At the same time the opinion was handed down in the Houdayer case, supra, the opinion in In re Bronson’s Estate, 150 N. Y. 1, was handed down by the Court of Appeals of New York. In that case the court held that the bonds of a local corporation owned and kept at the residence of a non-resident owner were not subject to the tax in New York on the transfer by will.

In In re Fearing’s Will, 200 N. Y. 340, (decided in 1911,) it was held by the Court of Appeals of New York that bonds passing under the will of a non-resident, pursuant to a power of appointment, were not property within the State within the meaning of the Transfer Tax law, and were not subject to such tax because secured by mortgages on lands located in New York. The court said the question was covered by the decision in the Bronson case. The opinion in In re Fearing’s Will was handed down after the decision in the Daly case.

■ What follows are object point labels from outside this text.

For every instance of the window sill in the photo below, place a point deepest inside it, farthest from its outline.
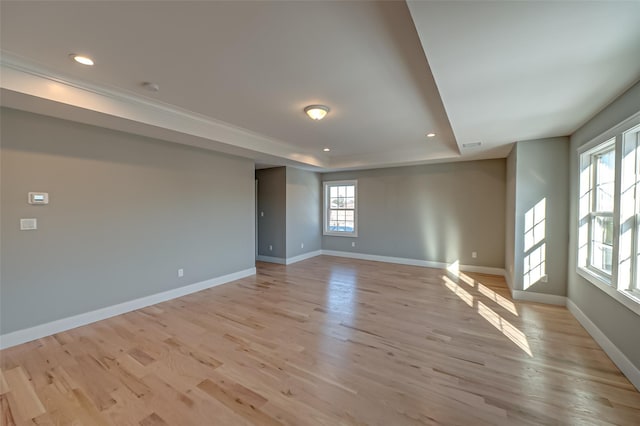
(340, 234)
(629, 299)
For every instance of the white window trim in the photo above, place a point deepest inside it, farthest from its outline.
(325, 209)
(599, 150)
(628, 298)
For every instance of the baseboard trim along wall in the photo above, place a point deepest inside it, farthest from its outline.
(270, 259)
(530, 296)
(414, 262)
(302, 257)
(28, 334)
(619, 359)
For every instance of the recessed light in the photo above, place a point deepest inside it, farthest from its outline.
(81, 59)
(471, 144)
(152, 87)
(316, 112)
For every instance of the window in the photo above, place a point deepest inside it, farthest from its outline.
(340, 208)
(609, 214)
(601, 212)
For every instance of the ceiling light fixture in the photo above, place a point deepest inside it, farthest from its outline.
(316, 112)
(471, 144)
(84, 60)
(152, 87)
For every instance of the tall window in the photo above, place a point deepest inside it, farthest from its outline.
(340, 208)
(629, 245)
(609, 215)
(601, 215)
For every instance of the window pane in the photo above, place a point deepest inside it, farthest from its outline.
(340, 206)
(351, 191)
(602, 243)
(605, 175)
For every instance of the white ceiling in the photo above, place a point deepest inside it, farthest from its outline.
(235, 76)
(512, 71)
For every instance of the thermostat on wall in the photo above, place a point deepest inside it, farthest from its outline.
(38, 198)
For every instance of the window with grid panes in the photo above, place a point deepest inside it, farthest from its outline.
(340, 208)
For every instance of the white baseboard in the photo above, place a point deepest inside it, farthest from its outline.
(269, 259)
(530, 296)
(413, 262)
(28, 334)
(303, 256)
(619, 359)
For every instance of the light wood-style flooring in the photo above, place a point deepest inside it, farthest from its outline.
(327, 341)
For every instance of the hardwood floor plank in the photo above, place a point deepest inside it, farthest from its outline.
(27, 403)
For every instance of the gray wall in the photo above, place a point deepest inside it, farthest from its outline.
(304, 212)
(125, 213)
(510, 217)
(618, 323)
(439, 212)
(541, 174)
(272, 212)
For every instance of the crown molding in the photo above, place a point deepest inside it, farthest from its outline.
(51, 93)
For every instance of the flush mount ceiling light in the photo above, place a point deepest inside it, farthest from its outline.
(316, 112)
(152, 87)
(81, 59)
(471, 144)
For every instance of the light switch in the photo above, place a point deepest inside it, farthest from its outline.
(38, 198)
(29, 224)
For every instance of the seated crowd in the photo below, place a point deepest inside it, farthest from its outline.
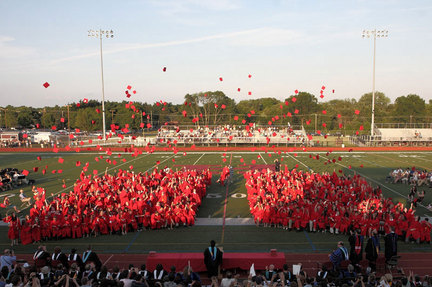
(12, 177)
(74, 270)
(320, 202)
(410, 176)
(226, 132)
(113, 204)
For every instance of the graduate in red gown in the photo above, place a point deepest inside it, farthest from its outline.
(14, 227)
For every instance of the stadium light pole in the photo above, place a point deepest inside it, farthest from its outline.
(100, 34)
(368, 34)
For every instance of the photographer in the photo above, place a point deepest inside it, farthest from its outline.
(33, 281)
(7, 259)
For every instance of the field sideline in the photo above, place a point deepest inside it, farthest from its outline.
(373, 165)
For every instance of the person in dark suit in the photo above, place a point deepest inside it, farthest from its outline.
(372, 250)
(356, 243)
(390, 244)
(90, 256)
(212, 259)
(41, 257)
(59, 257)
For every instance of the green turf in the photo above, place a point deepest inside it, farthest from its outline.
(376, 166)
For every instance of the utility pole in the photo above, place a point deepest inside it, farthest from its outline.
(98, 34)
(374, 34)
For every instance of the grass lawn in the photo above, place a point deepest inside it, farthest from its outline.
(374, 166)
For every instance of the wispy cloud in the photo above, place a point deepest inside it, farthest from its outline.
(10, 51)
(246, 37)
(177, 7)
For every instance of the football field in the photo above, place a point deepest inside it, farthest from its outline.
(224, 214)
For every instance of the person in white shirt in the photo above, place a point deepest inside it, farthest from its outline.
(8, 259)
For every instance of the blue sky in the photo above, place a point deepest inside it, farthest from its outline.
(284, 44)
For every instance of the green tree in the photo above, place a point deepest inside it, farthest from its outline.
(411, 108)
(305, 104)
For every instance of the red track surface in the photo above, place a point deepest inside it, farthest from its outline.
(419, 263)
(222, 148)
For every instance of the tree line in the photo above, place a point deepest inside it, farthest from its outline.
(215, 108)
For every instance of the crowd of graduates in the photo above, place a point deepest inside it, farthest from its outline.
(86, 269)
(113, 204)
(295, 199)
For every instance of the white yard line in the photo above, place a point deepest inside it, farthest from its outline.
(262, 158)
(301, 162)
(198, 159)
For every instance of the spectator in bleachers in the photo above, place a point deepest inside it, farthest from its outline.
(338, 255)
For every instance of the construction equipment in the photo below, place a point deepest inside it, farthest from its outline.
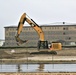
(41, 43)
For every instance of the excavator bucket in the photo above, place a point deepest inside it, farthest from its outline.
(19, 41)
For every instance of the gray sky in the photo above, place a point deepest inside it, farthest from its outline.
(41, 11)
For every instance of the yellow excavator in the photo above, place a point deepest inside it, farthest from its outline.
(41, 43)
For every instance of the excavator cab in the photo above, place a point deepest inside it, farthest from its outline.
(42, 44)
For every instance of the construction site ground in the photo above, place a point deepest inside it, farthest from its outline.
(32, 55)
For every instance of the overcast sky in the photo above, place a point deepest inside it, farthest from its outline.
(41, 11)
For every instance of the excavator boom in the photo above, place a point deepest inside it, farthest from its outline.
(35, 26)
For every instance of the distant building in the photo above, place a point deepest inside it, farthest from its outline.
(61, 32)
(2, 42)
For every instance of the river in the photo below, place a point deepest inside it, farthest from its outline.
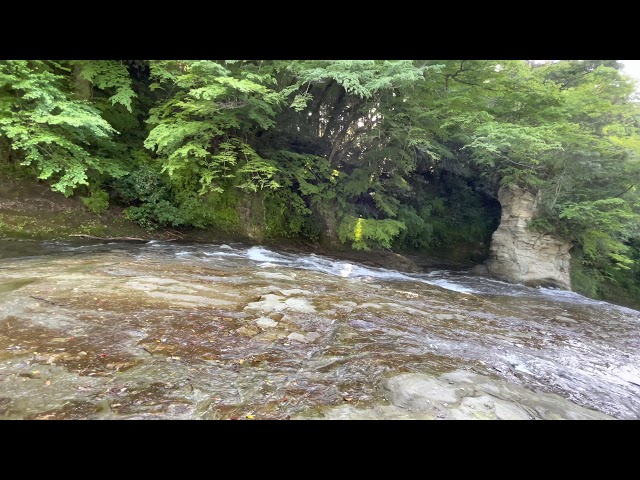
(163, 330)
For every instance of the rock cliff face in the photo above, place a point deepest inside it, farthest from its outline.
(518, 255)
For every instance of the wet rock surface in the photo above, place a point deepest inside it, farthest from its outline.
(195, 331)
(520, 255)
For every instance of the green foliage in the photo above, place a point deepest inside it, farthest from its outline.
(57, 136)
(109, 75)
(367, 233)
(409, 153)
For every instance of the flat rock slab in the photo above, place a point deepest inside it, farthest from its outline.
(462, 395)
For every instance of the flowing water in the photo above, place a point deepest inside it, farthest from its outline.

In In re Gordon’s Estate, 186 N. Y. 471, the question was presented whether a claim under a certain policy of life insurance issued by a New York corporation to and upon the life of a resident of New Jersey was property subject to a transfer tax within the State of New York. Blackstone v. Miller, supra, and In re Houdayer’s Estate, supra, were cited by counsel for the State. The court in its opinion refers to those cases, and says- in the Blackstone case “there is no discussion of the right with reference to the ordinary indebtedness, but the entire opinion is devoted to a consideration of the power to impose a tax with respect to the deposit,” but that the court went further and held that a tax could be sustained even upon the theory that the deposit was an ordinary debt. The opinion further says that in the Houdayer case the majority of the judges concurred in the opinion upon the principle there distinctly enunciated that the deposit was in the nature of money or tangible property within the State.

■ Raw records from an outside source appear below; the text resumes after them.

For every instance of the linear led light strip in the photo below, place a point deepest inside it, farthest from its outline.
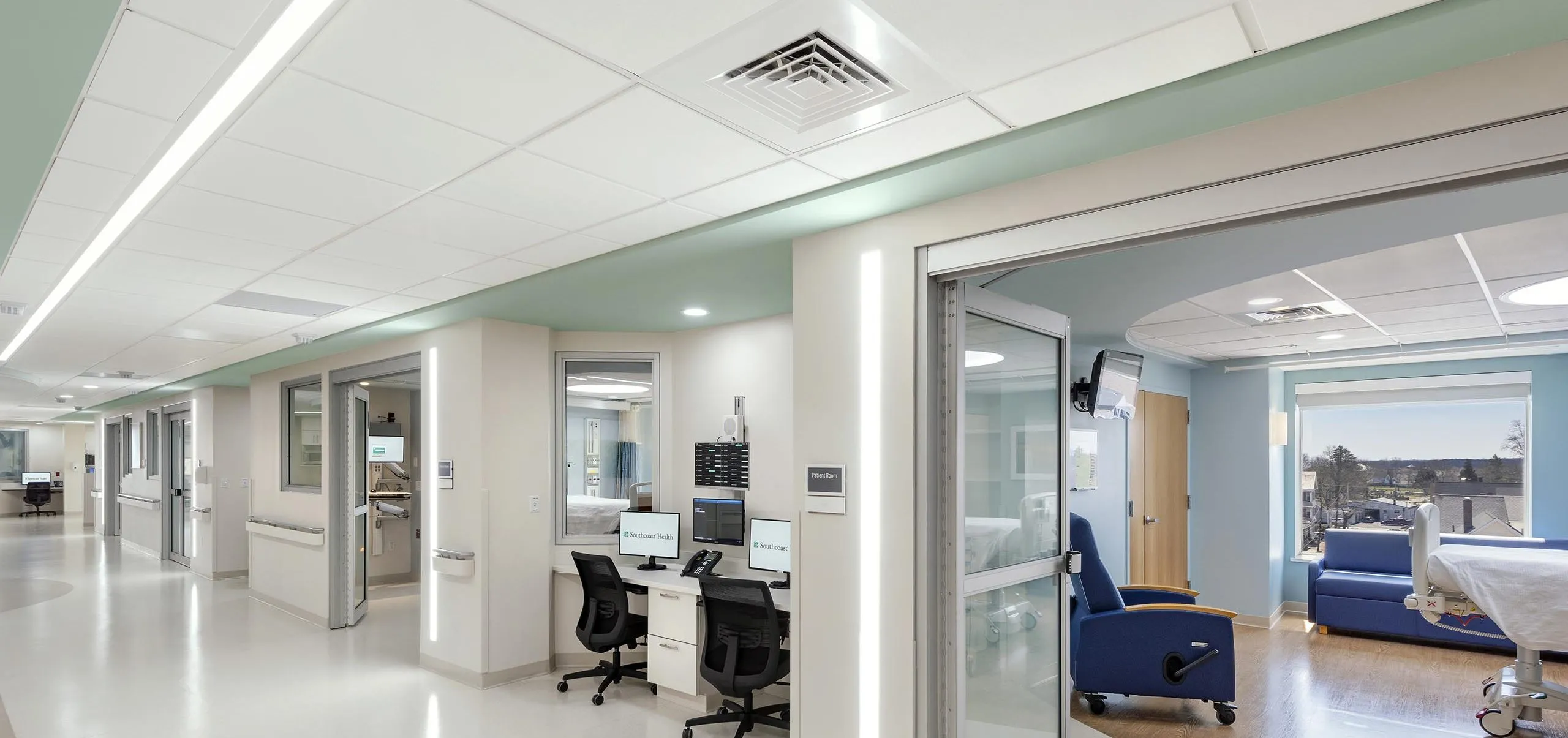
(286, 32)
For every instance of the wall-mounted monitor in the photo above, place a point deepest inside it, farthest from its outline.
(718, 521)
(385, 448)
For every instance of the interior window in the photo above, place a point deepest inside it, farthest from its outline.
(13, 455)
(303, 436)
(1371, 464)
(609, 441)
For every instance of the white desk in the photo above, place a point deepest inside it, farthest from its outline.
(675, 626)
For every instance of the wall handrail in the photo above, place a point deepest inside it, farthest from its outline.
(289, 527)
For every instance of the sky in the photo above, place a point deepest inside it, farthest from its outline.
(1412, 431)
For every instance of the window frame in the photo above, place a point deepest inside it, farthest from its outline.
(559, 438)
(286, 447)
(1441, 389)
(23, 455)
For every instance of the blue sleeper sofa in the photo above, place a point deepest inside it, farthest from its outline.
(1365, 576)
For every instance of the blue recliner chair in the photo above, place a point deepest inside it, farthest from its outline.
(1147, 640)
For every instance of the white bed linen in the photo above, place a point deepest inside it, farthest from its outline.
(595, 514)
(1525, 591)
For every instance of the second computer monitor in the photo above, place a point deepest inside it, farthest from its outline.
(718, 521)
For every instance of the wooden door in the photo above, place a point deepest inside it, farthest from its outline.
(1158, 489)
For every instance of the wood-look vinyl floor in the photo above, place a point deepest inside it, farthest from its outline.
(1292, 682)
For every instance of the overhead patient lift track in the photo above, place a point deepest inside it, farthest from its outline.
(1517, 691)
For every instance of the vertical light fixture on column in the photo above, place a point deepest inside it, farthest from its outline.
(871, 494)
(432, 486)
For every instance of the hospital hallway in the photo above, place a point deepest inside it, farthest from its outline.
(1292, 682)
(98, 640)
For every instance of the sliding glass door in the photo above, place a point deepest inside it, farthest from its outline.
(1003, 516)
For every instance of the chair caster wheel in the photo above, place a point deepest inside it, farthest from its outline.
(1494, 723)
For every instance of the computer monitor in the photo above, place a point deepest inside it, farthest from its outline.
(653, 535)
(718, 521)
(385, 448)
(771, 549)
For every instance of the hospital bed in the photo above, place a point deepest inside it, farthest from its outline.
(1520, 590)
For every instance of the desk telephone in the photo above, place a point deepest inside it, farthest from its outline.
(701, 563)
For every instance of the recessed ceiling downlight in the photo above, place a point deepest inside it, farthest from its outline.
(608, 389)
(981, 358)
(1553, 292)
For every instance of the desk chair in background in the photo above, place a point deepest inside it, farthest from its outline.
(608, 624)
(742, 652)
(38, 495)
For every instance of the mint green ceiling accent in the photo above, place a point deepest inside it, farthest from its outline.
(48, 49)
(642, 289)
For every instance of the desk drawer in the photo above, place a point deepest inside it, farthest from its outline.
(671, 663)
(671, 615)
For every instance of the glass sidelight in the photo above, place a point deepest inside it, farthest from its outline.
(1003, 516)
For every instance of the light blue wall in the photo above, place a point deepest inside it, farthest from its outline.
(1548, 438)
(1235, 544)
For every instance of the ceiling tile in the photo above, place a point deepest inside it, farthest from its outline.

The cases holding debts are liable to the tax in the State of the debtor where the creditor resides in another State are cases in which the question involved was whether money deposited in bank subject to the order of the depositor was liable to the tax. All the cases hold it is Háble as money, and it will be seen some of them say if treated simply as a debt due the depositor it would also be liable. ' The cases we have cited in which the question of a debt being liable to the tax was involved held it was not liable.

If the sum here under consideration is liable to the succession tax it would be on the ground that it is a debt due and owing to the decedent. Conceding that the legislature had the power to make the debts of resident debtors to nonresident creditors liable to the tax, we are not disposed to hold they have done so by the present act, which is substantially like the New York statute. Courts have nothing to do with the wisdom or unwisdom of a statute, but the consequences of holding debts liable to the tax are of such importance that we are unwilling to attribute such an intention to the legislature unless it is expressed in clearer terms than are found in our present statute.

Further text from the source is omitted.